I found "Continue to follow US-285" to be kind of an ambiguous direction, given the state of southern New Mexico signage. As a result, I went the wrong direction at an incredibly high rate of speed before recognizing my mistake and speeding even faster back in the direction I had come. Fortunately, as it happened, the "rush hour" traffic was apparently in the other direction out U.S. 180, so I only had to pass three cars.

Finally, I crossed the Texas state line! I passed through the town of Pecos, which apparently had suffered a plague or a zombie attack as there were literally no people to be seen. I continued on the impressively well-maintained Texas stretch of 285, which apparently was fringed on all sides by small, slow moving black tumbleweeds.

I slowed experimentally to get a better look at one of them, and it appeared to be crawling. Now, I only had a couple espressos that morning, but I thought it possible that a bunch of hours of high-speed driving was making me see things.

So, I got out:
Texas road tarantula

Big bugger - maybe four inches across.
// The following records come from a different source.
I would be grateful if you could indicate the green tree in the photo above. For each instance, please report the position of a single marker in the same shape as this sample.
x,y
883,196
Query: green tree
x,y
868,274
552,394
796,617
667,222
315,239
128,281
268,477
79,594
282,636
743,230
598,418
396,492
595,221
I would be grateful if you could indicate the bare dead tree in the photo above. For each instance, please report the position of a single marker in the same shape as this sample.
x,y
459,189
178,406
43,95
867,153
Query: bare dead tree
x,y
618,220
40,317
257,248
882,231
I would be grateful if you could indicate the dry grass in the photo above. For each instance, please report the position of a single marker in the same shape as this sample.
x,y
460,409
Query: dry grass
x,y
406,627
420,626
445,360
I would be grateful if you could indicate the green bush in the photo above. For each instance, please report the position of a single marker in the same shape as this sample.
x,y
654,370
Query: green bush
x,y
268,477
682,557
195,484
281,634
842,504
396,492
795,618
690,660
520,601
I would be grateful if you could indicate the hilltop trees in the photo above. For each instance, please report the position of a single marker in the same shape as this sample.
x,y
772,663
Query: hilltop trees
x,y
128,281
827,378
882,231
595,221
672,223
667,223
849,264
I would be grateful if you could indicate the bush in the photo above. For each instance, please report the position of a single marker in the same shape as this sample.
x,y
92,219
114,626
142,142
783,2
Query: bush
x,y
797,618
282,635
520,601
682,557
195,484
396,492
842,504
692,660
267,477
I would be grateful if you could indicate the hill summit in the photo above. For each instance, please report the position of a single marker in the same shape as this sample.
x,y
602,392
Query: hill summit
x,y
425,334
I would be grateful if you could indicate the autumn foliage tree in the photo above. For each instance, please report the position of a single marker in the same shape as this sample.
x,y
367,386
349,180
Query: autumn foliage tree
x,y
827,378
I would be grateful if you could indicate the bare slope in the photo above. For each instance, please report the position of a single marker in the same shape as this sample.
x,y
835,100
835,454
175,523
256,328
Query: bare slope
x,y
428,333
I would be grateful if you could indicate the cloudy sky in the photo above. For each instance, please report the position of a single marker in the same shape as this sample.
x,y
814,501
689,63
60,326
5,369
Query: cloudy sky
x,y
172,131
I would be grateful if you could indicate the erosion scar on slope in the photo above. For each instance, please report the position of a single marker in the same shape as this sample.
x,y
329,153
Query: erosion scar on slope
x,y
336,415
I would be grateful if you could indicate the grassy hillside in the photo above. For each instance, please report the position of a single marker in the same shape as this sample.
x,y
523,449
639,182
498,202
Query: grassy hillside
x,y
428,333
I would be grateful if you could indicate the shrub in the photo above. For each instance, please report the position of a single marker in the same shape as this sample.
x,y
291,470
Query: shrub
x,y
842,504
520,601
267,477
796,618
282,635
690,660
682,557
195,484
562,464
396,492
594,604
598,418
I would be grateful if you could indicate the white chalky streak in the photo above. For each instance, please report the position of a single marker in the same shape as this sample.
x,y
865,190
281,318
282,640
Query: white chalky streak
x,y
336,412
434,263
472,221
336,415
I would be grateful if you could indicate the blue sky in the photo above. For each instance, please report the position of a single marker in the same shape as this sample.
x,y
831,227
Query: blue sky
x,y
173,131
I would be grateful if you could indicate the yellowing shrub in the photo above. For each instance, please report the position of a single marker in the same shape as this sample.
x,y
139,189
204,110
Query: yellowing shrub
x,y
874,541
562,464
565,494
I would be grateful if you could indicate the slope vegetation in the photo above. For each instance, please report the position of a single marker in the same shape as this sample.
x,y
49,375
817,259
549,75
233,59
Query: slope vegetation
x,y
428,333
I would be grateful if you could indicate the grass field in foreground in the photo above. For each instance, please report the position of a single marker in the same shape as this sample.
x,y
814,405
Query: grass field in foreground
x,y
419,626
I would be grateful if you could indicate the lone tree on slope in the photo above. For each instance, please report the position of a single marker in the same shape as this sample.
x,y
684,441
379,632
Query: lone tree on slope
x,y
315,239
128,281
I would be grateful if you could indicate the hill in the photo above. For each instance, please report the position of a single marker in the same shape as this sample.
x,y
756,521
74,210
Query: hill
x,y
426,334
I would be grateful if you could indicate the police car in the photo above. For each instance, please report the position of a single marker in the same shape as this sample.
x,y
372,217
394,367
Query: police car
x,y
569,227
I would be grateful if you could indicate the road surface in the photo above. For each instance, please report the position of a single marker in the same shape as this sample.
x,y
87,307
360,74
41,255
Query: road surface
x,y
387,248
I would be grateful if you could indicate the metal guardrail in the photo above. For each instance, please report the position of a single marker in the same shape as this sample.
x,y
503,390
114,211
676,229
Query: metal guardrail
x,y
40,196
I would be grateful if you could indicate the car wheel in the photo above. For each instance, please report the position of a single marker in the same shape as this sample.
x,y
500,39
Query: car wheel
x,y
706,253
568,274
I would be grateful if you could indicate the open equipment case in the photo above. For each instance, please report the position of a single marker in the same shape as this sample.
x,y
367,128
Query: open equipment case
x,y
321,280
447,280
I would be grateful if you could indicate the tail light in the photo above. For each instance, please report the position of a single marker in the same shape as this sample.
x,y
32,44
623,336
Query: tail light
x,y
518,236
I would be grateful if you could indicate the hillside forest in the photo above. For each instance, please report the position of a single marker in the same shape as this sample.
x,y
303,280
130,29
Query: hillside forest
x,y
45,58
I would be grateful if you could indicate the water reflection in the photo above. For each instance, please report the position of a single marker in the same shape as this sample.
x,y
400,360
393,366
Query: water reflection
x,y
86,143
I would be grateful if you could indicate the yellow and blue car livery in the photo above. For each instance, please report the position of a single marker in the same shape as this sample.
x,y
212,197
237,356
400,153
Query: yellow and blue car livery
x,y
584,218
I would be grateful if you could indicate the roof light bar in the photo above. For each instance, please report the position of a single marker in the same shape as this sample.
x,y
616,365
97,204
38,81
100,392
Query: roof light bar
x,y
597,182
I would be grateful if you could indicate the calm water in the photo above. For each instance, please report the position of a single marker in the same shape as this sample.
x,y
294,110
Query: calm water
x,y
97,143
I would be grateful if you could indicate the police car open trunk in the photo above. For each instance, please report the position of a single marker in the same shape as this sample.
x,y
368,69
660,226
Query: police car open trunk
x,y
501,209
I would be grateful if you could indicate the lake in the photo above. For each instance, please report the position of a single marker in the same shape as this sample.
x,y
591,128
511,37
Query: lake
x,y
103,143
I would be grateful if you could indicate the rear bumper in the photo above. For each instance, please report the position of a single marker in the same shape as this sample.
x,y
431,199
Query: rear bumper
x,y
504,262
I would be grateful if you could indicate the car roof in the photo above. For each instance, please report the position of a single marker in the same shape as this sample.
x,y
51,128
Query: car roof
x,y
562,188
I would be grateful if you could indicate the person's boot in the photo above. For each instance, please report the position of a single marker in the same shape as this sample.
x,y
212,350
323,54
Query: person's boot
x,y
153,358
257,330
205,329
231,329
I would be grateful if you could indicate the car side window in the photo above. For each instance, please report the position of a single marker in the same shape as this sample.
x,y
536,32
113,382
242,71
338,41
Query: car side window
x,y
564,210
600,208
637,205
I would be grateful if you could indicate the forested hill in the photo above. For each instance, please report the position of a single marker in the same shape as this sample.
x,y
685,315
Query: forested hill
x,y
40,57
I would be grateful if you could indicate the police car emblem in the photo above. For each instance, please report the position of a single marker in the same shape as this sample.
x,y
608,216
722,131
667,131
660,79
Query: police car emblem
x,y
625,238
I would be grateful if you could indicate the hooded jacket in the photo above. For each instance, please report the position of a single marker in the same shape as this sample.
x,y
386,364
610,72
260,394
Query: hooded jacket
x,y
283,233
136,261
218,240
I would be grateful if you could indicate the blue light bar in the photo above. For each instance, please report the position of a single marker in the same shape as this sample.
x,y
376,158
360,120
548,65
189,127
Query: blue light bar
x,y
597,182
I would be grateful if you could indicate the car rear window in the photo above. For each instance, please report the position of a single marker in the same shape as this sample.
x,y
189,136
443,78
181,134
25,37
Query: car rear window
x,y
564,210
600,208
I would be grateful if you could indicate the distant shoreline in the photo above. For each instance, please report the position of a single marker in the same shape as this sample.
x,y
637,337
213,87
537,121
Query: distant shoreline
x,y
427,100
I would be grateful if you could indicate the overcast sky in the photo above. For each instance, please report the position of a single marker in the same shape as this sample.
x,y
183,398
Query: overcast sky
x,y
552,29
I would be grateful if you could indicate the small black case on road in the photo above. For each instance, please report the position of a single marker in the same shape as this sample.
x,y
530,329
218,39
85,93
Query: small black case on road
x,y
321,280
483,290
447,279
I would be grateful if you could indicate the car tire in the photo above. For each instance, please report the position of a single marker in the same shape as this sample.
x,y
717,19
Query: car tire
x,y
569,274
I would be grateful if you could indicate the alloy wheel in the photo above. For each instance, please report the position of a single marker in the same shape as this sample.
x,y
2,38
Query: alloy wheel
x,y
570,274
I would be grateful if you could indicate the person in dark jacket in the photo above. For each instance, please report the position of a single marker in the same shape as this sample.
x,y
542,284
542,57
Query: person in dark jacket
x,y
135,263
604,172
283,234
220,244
Apparently they just wander around in the summer time. It did seem like they were all going from right to left, but my understanding is that no one knows if it's mating, or migration, or what. Why did the tarantulas cross the road? Because they're a bunch of scary bad-ass arachnids, and they'll cross the road wherever and whenever the hell they please! They were leaving a lot of spider-shaped splotches on the road, however...

The rest of the trip was a straight cannonball down I-10 and up 35 - Texas Troopers were everywhere, though, so I did the whole leg into Austin in the granny lane, moving with traffic, at a steady speed of 80 mph (the legal daytime limit). I pulled in to Round Rock at about 12:30, and woke my dear friends Raymond and Angela up a little while thereafter (Google Maps being a little crappy with the exit sign notation).

Halfway there!

the trip so far

1 comment:

Michelle | Bleeding Espresso said...

Hot tubs, aliens, zombies and hairy spiders IN ONE DAY. How will you ever top this experience?!